La croissance économique de l’Afrique – près de 6 % en 2014- continue d’attirer de nombreux investisseurs tant locaux qu’étrangers. La Chine et l’Inde, très présentes dans le secteur des infrastructures et des ressources naturelles, augmentent sans cesse leurs parts de marchés sur le continent, au grand dam des anciennes puissances coloniales.
C’est ce qui ressort du dernier rapport du Conseil français des investisseurs en Afrique (CIAN) publié le 20 janvier 2014. Ce rapport confirme que pour la France, « le contexte des affaires ne s’améliore pas beaucoup » avant d’indiquer qu’« il ne se dégrade pas non plus ». Pourtant, avec seulement 31 projets d’investissements sur le continent africain en 2013 contre 48 par an en moyenne entre 2003 et 2007, la France perd indéniablement son rang de leader.

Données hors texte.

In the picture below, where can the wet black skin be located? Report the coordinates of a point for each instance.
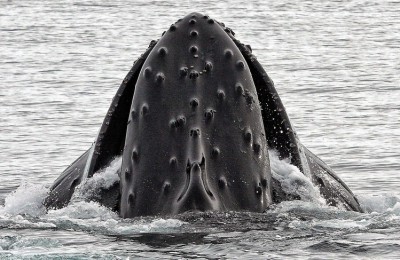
(193, 121)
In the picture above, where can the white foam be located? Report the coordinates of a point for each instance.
(104, 178)
(26, 200)
(382, 203)
(293, 181)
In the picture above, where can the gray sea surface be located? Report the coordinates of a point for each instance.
(336, 67)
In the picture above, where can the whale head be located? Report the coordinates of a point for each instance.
(193, 121)
(195, 139)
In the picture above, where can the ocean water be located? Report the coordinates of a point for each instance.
(335, 64)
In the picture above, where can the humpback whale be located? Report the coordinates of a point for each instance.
(194, 121)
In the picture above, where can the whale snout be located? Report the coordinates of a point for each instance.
(196, 195)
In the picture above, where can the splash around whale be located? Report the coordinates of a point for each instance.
(194, 121)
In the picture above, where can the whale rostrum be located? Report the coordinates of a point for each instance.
(194, 120)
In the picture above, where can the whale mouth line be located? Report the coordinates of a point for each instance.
(191, 184)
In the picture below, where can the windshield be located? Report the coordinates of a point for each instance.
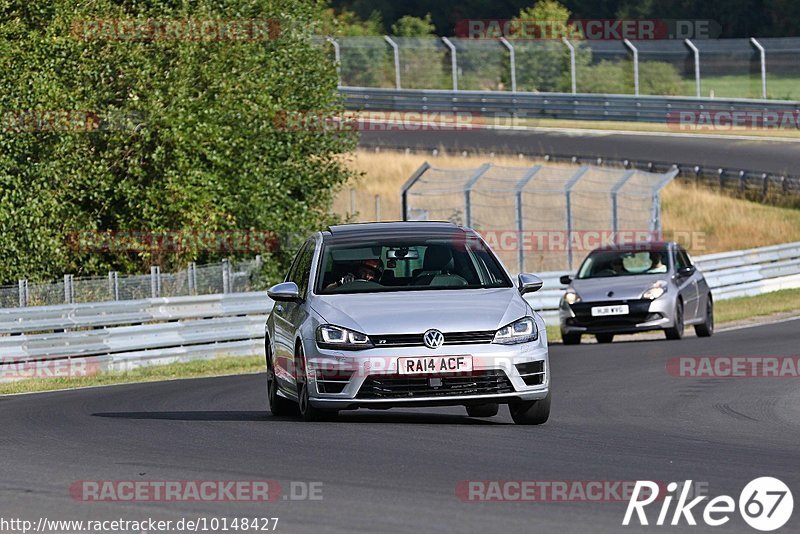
(609, 263)
(457, 261)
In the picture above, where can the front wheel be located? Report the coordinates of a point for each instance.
(676, 332)
(530, 412)
(483, 410)
(706, 328)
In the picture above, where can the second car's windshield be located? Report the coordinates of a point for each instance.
(456, 261)
(608, 263)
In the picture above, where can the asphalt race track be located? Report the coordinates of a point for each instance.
(617, 415)
(730, 153)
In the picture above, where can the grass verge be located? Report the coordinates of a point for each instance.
(194, 369)
(738, 309)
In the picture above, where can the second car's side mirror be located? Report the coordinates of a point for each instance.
(529, 283)
(284, 292)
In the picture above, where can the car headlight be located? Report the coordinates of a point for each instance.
(520, 331)
(655, 291)
(336, 337)
(571, 297)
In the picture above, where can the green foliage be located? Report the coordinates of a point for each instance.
(196, 144)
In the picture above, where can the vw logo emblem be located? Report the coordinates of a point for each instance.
(433, 339)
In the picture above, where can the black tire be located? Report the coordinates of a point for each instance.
(483, 410)
(307, 411)
(676, 332)
(570, 339)
(278, 405)
(530, 412)
(604, 338)
(706, 328)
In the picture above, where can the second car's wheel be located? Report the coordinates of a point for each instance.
(530, 412)
(570, 339)
(676, 332)
(706, 328)
(604, 338)
(483, 410)
(277, 405)
(307, 411)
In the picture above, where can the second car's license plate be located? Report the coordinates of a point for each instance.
(434, 364)
(599, 311)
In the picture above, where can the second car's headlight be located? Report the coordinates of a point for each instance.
(655, 291)
(336, 337)
(571, 297)
(520, 331)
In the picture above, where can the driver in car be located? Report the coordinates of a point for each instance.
(368, 270)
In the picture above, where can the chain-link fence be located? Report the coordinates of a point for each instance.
(725, 68)
(543, 217)
(224, 277)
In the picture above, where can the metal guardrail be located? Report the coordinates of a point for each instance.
(729, 274)
(582, 106)
(127, 334)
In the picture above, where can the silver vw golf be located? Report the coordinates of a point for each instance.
(382, 315)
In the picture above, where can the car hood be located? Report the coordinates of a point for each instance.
(412, 312)
(623, 287)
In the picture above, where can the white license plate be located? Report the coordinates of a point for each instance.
(599, 311)
(434, 364)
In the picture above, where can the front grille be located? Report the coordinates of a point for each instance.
(411, 386)
(450, 338)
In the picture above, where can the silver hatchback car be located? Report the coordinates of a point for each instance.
(382, 315)
(634, 288)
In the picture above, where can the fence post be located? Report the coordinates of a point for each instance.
(635, 66)
(520, 221)
(155, 281)
(113, 284)
(468, 189)
(696, 65)
(337, 57)
(396, 50)
(453, 61)
(763, 56)
(23, 293)
(512, 62)
(572, 67)
(69, 289)
(226, 276)
(191, 274)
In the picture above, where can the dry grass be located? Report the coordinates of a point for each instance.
(712, 221)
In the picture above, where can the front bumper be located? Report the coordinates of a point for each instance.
(501, 374)
(643, 315)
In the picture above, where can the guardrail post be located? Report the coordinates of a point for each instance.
(396, 50)
(337, 56)
(520, 221)
(23, 293)
(512, 63)
(453, 61)
(763, 56)
(226, 276)
(468, 189)
(191, 275)
(568, 193)
(69, 289)
(113, 285)
(696, 52)
(155, 281)
(572, 66)
(635, 66)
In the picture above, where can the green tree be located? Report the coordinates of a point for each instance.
(191, 135)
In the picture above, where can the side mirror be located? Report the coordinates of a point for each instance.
(529, 283)
(285, 292)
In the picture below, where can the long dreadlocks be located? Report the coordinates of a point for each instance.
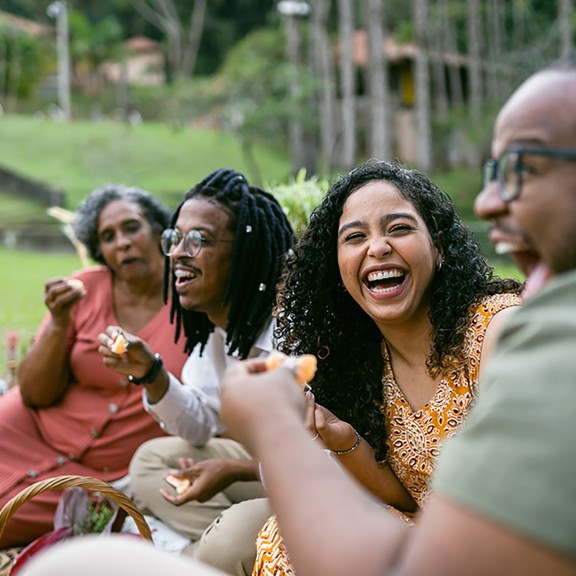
(262, 235)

Selon le CIAN, qui cite les derniers chiffres de la Cnuced (Conférence des Nations unies sur le commerce et le développement), les stocks d’investissements français vers l’Afrique se situent en troisième position (près de 58 milliards de dollars) derrière le Royaume-Uni (59 milliards de dollars) et les États-Unis (61 milliards de dollars). La Chine arrive en cinquième position avec un stock d’investissement de 21,7 milliards de dollars.
Pour Etienne Gros, président délégué du CIAN, cette situation est certes inquiétante pour les entreprises françaises mais elle n’est pas dramatique. Car, estime-t-il, il existe encore des marges de manœuvre importantes.
Le déclin des entreprises françaises en Afrique est-il un fantasme ou une réalité ?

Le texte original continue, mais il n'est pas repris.